Extending Python for Numerical Computation
Submitted for the
December 1995 Python Workshop by Jim
Hugunin
This work is based on Jim Fulton's original implementation of a matrix
object as a container class.
Yet Another Numeric Language?
There are a huge collection of existing numeric programming languages, both
commercial (Matlab, S-PLUS,
IDL)
and free ( Octave, RLaB, Yorick , BASIS , Gnudl ,
...). Why on earth would I want to go out and create a new one?
I've used almost all of the available numerical languages at one time or
another over the past 8 years. One thing I've noticed is that over time, the
designers of these languages are steadily adding more of the features that one
would expect to find in a general-purpose programming language.
"Octave has a real mechanism for handling functions that take an
unspecified number of arguments, so it is no longer necessary to place an upper
bound on the number of optional arguments that a function can accept." Octave
FAQ
"However, the most significant improvement is RLaB's list class. A list
is a heterogeneous associative array that can contain any data type, including
other lists. The list gives RLaB users the opportunity to structure their data
as necessary." Why Use RLaB?
"The eval function now provides an optional mechanism for detecting and
trapping error conditions that occur during the evaluation of the argument
expression." Matlab 4.1
Release Notes
"S-PLUS now supports a number of features from the object-oriented
programming paradigm, including classes, inheritance, and methods." S-Plus
3.0 Release Notes
By starting with the Python programming
language as a base, I already have functions with optional arguments (and
keyword arguments), heterogeneous lists (and dictionaries), a powerful exception
system for evals (and everywhere else), and a strong object system that was
built into the language from the start; all in a robust, well-designed and
portable implementation (thanks Guido!). Rather than trying to retrofit an
existing numerical language to support the wealth of features found in a
powerful, modern, general-purpose programming language, it makes much more sense
to attack the problem from the other direction and add the features of a
powerful numerical programming language to Python.
These issues are important even if the only use for this language is to be a
numeric lab. However, they become overwhelming if you want to build applications
that contain a blend of numeric and more traditional computational needs. I've
been implementing a speech recognition system completely within my matrix
extended version of python.
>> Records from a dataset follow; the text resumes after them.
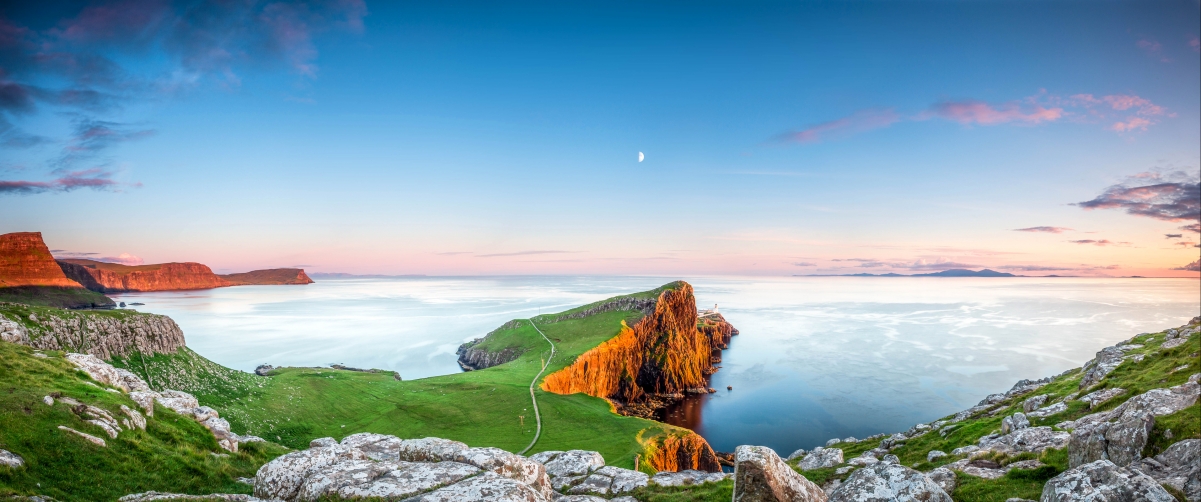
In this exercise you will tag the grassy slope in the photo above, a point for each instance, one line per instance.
(478, 407)
(1157, 370)
(173, 454)
(54, 297)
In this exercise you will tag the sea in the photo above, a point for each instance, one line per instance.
(816, 358)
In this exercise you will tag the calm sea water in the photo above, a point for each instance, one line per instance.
(817, 357)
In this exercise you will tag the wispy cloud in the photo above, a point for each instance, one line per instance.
(1100, 243)
(979, 112)
(1191, 267)
(495, 255)
(1161, 196)
(1044, 229)
(95, 179)
(859, 121)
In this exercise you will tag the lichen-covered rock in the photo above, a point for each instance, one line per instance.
(487, 486)
(888, 483)
(1178, 466)
(1014, 422)
(1033, 440)
(11, 460)
(944, 478)
(762, 476)
(1103, 482)
(687, 478)
(820, 458)
(282, 477)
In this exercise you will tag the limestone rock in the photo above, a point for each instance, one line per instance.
(820, 458)
(11, 460)
(1014, 422)
(685, 478)
(944, 478)
(282, 477)
(1178, 466)
(1033, 440)
(90, 438)
(487, 486)
(886, 483)
(762, 476)
(1103, 482)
This task would be nearly impossible in any other
numerical language. I'm making extensive use of the sophisticated object and
module system of python, as well as its ability to handle sockets, audio i/o,
general purpose UI's, etc.
Design Goals
Easily Extensible with FORTRAN and C libraries
This object is based on
an original implementation by Jim
Fulton. His basic design already interfaced nicely with existing libraries,
and I just had to be careful not to break anything.
Close to the Speed of Optimized C for Vector Operations
Testing the
system on a Sparc-10 by multiplying a 10000 length vector by itself 1000 times,
I found that the python implementation was 20% slower than fully optimized (-O4)
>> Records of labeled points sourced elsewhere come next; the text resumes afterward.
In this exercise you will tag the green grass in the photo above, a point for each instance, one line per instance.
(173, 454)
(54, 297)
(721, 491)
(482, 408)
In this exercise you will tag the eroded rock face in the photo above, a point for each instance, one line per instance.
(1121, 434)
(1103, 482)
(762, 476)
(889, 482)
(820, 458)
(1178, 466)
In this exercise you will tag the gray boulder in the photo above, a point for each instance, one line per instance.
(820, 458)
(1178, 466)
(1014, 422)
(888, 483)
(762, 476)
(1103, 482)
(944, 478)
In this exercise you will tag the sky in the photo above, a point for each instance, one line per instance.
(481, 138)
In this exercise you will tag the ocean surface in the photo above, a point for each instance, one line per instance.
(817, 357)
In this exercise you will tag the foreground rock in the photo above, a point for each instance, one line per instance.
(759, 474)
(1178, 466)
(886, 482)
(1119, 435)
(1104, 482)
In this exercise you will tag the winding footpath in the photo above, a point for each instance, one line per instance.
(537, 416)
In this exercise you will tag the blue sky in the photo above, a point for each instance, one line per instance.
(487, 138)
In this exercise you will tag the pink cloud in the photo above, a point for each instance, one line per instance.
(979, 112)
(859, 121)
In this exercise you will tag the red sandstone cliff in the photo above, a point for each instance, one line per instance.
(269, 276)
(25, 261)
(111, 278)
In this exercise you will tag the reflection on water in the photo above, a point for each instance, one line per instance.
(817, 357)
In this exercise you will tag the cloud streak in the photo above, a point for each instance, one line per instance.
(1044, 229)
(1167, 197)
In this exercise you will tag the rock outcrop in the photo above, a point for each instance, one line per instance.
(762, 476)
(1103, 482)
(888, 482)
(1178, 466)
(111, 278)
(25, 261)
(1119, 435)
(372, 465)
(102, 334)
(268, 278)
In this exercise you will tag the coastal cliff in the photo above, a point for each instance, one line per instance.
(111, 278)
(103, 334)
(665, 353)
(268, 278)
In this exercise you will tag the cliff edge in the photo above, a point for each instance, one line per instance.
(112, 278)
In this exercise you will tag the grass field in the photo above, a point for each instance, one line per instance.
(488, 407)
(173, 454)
hand-coded C. When compared to existing numerical languages, I found the python
system to be 30% faster than matlab (70% faster if I only need "float"
precision), and 1000% faster than octave.
All Array Operators Supported
All of the basic numeric operators are
supported element-wise for matrices. In addition, the basic array comparison and
logical operators are provided as methods (because these operators can't be
overloaded within python). The jury is still out as to how best to implement
matrix multiplication. The two likeliest possibilities are as a method (ie.
a.matrixMultiply(b)) or by replacing the modulo operator (ie. a % b).
Arbitrarily High-Dimensional Arrays
Many existing numerical languages
only support two-dimensional arrays. This sort of arbitrary restriction is
ridiculous in the current era of modern programming languages and practice. The
matrix object was designed from the ground up to support arrays of arbitrary
dimensions.
Powerful Generalized Product Form Indexing
Mapping semantics are used to
support multi-dimensional product form indexing for matrix objects.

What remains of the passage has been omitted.